The potential risk of bribery in the 2016 election cannot be ignored because it will not only encourage a cycle of corruption in the government, but also the worst scenario is the potential of ‘Alshabab terrorist’ to buy the presidential position to a proxy leader, and indirectly rule the country in the following years. The use of corruption in the 2016 election will be catastrophic to the international security, national instability, reconciliation process and it may hinder Somalia from any desired progress. To avoid this to happen, the voters should be larger in number and more inclusive than the 250 members of parliament. Critical mass of people should be allowed to vote such as members from the civil society, parliamentarians, women groups, intellectuals, students and youth organizations. This strategy will make the number of people voting too large to be bribed and there is a high chance that people will be more diverse, hence, more nationalistic than corruptive.

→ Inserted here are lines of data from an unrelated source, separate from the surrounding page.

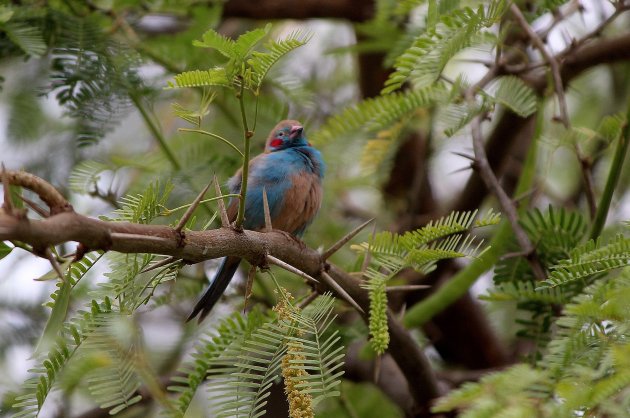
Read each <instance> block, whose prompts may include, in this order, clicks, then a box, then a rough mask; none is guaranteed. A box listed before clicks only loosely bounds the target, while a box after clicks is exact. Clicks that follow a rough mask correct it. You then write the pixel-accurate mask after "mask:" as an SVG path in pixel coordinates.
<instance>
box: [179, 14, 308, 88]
mask: <svg viewBox="0 0 630 418" xmlns="http://www.w3.org/2000/svg"><path fill="white" fill-rule="evenodd" d="M270 30H271V24H267V25H266V26H265V27H263V28H257V29H254V30H252V31H249V32H246V33H244V34H242V35H241V36H239V37H238V39H236V40H233V39H230V38H227V37H225V36H223V35H221V34H219V33H218V32H216V31H215V30H214V29H210V30H208V31H207V32H206V33H204V34H203V36H202V39H201V40H200V41H194V42H193V45H195V46H198V47H202V48H212V49H215V50H217V51H218V52H219V53H221V55H223V56H224V57H225V58H227V59H228V61H227V62H226V63H225V65H223V66H218V67H215V68H210V69H208V70H192V71H186V72H183V73H180V74H177V75H176V76H175V77H174V81H173V82H169V83H168V86H169V88H182V87H217V86H219V87H227V88H229V89H233V90H238V89H240V88H247V89H249V90H251V91H252V92H253V93H254V94H256V95H258V94H259V92H260V87H261V85H262V82H263V80H264V79H265V77H266V75H267V73H268V72H269V70H270V69H271V67H273V66H274V65H275V64H276V63H277V62H278V61H279V60H280V59H281V58H282V57H283V56H285V55H286V54H288V53H289V52H291V51H293V50H294V49H296V48H298V47H300V46H302V45H304V44H305V43H306V42H308V38H309V36H308V35H305V34H303V33H301V32H294V33H292V34H290V35H289V36H288V37H287V38H285V39H280V40H274V41H269V42H267V43H265V45H264V50H263V51H255V50H254V49H255V48H256V47H257V46H258V44H259V43H260V42H261V41H262V39H263V38H265V37H266V36H267V35H268V33H269V31H270ZM265 50H266V51H265Z"/></svg>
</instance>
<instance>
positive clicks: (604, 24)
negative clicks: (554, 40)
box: [557, 1, 630, 58]
mask: <svg viewBox="0 0 630 418" xmlns="http://www.w3.org/2000/svg"><path fill="white" fill-rule="evenodd" d="M627 10H630V4H624V2H623V1H620V2H618V3H617V7H616V9H615V11H614V12H613V14H611V15H610V16H609V17H608V18H607V19H605V20H604V21H602V22H601V23H600V24H599V25H598V26H597V27H596V28H595V29H593V30H592V31H591V32H589V33H587V34H586V35H585V36H583V37H582V38H580V39H579V40H578V41H576V42H573V43H571V45H569V46H568V47H566V48H565V49H564V50H563V51H561V52H560V53H559V54H558V55H557V56H558V57H559V58H564V57H566V56H567V55H569V54H571V53H572V52H574V51H575V50H577V49H578V48H580V47H581V46H582V45H584V44H585V43H586V42H588V41H590V40H591V39H592V38H595V37H597V36H599V35H601V33H602V32H603V31H604V29H606V27H607V26H608V25H610V24H611V23H612V22H613V21H614V20H615V19H617V17H619V15H621V14H622V13H623V12H625V11H627Z"/></svg>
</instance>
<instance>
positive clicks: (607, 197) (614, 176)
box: [590, 102, 630, 239]
mask: <svg viewBox="0 0 630 418" xmlns="http://www.w3.org/2000/svg"><path fill="white" fill-rule="evenodd" d="M629 144H630V102H629V103H628V109H627V111H626V122H625V124H624V126H623V129H622V130H621V134H620V135H619V139H618V141H617V146H616V147H615V153H614V154H613V161H612V164H611V166H610V172H609V173H608V178H607V179H606V186H604V192H603V193H602V197H601V199H600V202H599V206H598V207H597V213H596V214H595V219H594V220H593V226H592V228H591V235H590V236H591V239H597V237H599V235H600V234H601V232H602V229H603V228H604V224H605V223H606V217H607V215H608V210H609V209H610V202H611V201H612V196H613V194H614V192H615V188H616V187H617V183H618V181H619V177H620V176H621V168H622V167H623V162H624V159H625V157H626V154H627V153H628V145H629Z"/></svg>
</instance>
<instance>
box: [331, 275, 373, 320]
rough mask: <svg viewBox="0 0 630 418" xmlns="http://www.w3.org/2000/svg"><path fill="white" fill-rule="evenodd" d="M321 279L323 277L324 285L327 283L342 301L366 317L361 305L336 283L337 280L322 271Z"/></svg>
mask: <svg viewBox="0 0 630 418" xmlns="http://www.w3.org/2000/svg"><path fill="white" fill-rule="evenodd" d="M321 277H322V279H324V283H326V284H327V285H328V286H330V287H331V288H332V289H333V290H334V291H335V292H336V293H337V294H338V295H339V296H341V297H342V299H344V300H345V301H346V302H348V303H349V304H350V305H352V306H353V307H354V309H356V310H357V311H359V312H360V313H362V314H363V315H365V311H364V310H363V308H361V306H359V304H358V303H357V302H356V301H355V300H354V299H353V298H352V296H350V295H349V294H348V293H347V292H346V291H345V290H344V289H343V287H341V286H339V284H338V283H337V282H336V281H335V279H333V278H332V277H330V275H329V274H328V273H326V272H325V271H322V274H321Z"/></svg>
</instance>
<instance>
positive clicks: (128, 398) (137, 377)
mask: <svg viewBox="0 0 630 418" xmlns="http://www.w3.org/2000/svg"><path fill="white" fill-rule="evenodd" d="M129 322H130V321H129V318H128V317H126V316H125V315H121V314H119V313H111V314H109V315H101V316H99V317H97V318H96V319H95V323H96V325H98V326H96V327H94V328H93V329H92V330H90V332H89V333H88V335H87V338H86V341H85V343H84V344H83V346H82V347H81V349H80V351H79V355H80V356H87V357H97V358H98V359H99V363H100V364H99V367H97V368H95V369H94V370H91V371H90V372H88V373H87V376H86V377H85V378H86V380H87V387H88V390H89V392H90V394H91V395H92V397H93V398H94V400H95V401H96V402H97V403H98V405H99V406H100V407H101V408H110V414H111V415H114V414H116V413H118V412H120V411H122V410H124V409H126V408H128V407H129V406H131V405H133V404H135V403H138V402H139V401H140V400H141V399H142V396H141V395H139V394H137V393H136V391H137V390H138V388H139V387H140V379H139V377H138V373H137V370H136V369H137V365H136V359H137V358H138V357H139V356H141V355H142V354H141V353H139V352H137V351H138V348H137V347H136V345H135V336H134V335H133V333H134V332H137V330H134V329H133V328H131V327H130V323H129ZM121 330H123V332H121Z"/></svg>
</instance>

The electoral commission should be people who are not only neutral, independent and impartial but also who are known with good morals and accountability by Somali people at large. For example, Somalia has well known scholarspoliticianelders who are trusted by most Somalis as they often advocate and promote unity and nationalism through Somali media. The country also have popular religious scholars who are trusted by most. Those individuals should be selected to serve as an electoral commission. This strategy will not only reduce or eliminate the potential mistrust of Somali people to the election result, but it will also lead to a fair and transparent election in 2016.